The easiest way to handle reading the values from the line is to work your way down the line with strtod. strtod takes two pointers as parameters. The first points to the beginning point to search for digits (or leading +/-) in order to convert the string representation of the number to a numeric value (all leading whitespace is skipped). The second pointer-to-pointer (endptr) will be set to the next character following the last character used in the conversion. You start your search for the next number to convert from there (e.g. set p = ep; and repeat the process).
You can consult the man page for further details, but to validate a successful conversion, you check that the pointer is not equal to the end-pointer (meaning digits were converted) and you check to make sure errno was not set. If there were no digits converted (meaning you had an invalid character), you simply want to scan forward in the line manually until your next +/- or 0-9 is found (or you hit the nul-terminating character).
You want to protect your array bounds and limit the number of values you try and store in your vector array by keeping a simple counter and exiting the loop when your array is full.

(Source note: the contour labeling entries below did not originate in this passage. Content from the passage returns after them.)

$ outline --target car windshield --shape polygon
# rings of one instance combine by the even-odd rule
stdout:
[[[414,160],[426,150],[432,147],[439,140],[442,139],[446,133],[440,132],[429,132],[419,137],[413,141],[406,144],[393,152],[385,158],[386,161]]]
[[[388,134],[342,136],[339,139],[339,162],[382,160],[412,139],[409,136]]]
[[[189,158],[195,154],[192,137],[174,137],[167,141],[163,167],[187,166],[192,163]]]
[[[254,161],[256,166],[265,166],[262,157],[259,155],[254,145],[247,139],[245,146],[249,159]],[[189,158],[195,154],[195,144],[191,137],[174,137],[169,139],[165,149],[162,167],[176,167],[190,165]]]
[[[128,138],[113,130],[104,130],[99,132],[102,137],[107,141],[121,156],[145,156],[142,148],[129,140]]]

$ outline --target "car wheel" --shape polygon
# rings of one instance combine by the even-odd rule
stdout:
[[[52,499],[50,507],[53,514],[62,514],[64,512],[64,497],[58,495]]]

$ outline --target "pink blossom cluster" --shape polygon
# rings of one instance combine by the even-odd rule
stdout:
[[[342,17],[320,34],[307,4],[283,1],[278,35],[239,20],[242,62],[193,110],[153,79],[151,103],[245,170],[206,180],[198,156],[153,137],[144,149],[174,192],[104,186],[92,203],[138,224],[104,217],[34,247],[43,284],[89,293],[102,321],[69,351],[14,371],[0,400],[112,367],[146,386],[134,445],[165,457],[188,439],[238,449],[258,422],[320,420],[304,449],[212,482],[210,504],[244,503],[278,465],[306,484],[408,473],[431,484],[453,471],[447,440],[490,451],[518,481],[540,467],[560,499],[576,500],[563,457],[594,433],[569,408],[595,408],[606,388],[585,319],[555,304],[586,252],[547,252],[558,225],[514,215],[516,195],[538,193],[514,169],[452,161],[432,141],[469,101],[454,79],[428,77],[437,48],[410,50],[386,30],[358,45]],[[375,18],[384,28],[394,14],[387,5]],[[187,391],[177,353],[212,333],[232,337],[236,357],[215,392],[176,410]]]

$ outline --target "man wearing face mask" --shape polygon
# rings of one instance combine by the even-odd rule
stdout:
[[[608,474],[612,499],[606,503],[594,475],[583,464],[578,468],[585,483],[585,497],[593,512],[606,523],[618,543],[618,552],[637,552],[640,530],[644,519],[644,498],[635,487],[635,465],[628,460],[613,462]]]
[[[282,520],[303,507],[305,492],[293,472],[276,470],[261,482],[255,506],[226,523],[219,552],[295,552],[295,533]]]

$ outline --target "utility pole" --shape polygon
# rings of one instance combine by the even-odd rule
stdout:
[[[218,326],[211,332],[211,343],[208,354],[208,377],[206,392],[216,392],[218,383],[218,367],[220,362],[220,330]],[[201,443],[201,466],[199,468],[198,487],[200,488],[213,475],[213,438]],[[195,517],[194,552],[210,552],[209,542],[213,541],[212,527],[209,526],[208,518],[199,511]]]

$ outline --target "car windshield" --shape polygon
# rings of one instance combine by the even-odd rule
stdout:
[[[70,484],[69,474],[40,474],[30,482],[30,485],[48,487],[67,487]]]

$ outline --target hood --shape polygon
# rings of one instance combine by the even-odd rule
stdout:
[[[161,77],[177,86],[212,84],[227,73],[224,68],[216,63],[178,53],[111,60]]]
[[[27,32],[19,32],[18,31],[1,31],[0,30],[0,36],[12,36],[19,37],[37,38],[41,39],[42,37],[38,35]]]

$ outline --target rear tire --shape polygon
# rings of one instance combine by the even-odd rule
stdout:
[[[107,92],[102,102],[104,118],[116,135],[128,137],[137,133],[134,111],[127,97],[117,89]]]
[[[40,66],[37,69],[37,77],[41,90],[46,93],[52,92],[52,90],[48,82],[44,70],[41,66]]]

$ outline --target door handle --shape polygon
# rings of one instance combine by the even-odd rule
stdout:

Here is a short example (NAN and INF checking omitted):
#include <stdio.h>
#include <stdlib.h>
#include <errno.h>
#define VECSZ 5 /* if you need a constant, define one (or more) */
int main (int argc, char **argv) {
int i, n = 0;
double v[VECSZ] = {0.0};
char buf[BUFSIZ] = "";
FILE *fp = argc > 1 ? fopen (argv[1], "r") : stdin;
if (!fp) { /* validate file open for reading */
fprintf (stderr, "error: file open failed '%s'.\n", argv[1]);
return 1;
}
while (n < VECSZ && fgets (buf, BUFSIZ, fp)) { /* read each line */
char *p = buf, *ep; /* pointer, end-pointer for strtod */
while (n < VECSZ) { /* convert vales in buf until VECSZ */
double tmp = strtod (p, &ep);
if (p != ep) { /* digits converted */
if (!errno) /* validate no error */
v[n++] = tmp; /* add to vector */
p = ep; /* update pointer */
}
else { /* no digits converted */
fprintf (stderr, "error: no digits converted.\n");
/* scan forward to next valid '+,-,0-9' */
while (*p && *p != '-' && *p != '+' && (*p < '1' || '9' < *p))
p++;
if (*p) /* numbers remain in line */
continue;
break; /* otherwise get next line */
}
}
}
if (fp != stdin) fclose (fp); /* close file if not stdin */
for (i = 0; i < n; i++)
printf ("v[%d]=% g\n", i, v[i]);
return 0;
}
Example Input File
$ cat dat/strtod_vect.txt
1 -2 3.1 0xf 0xcc
Example Use/Output
$ ./bin/strtod_vect dat/strtod_vect.txt
v[0]= 1
v[1]=-2
v[2]= 3.1
v[3]= 15
v[4]= 204
Look things over and let me know if you have further questions. You can check strtod(3) - Linux man page for further details and error checking that can be done.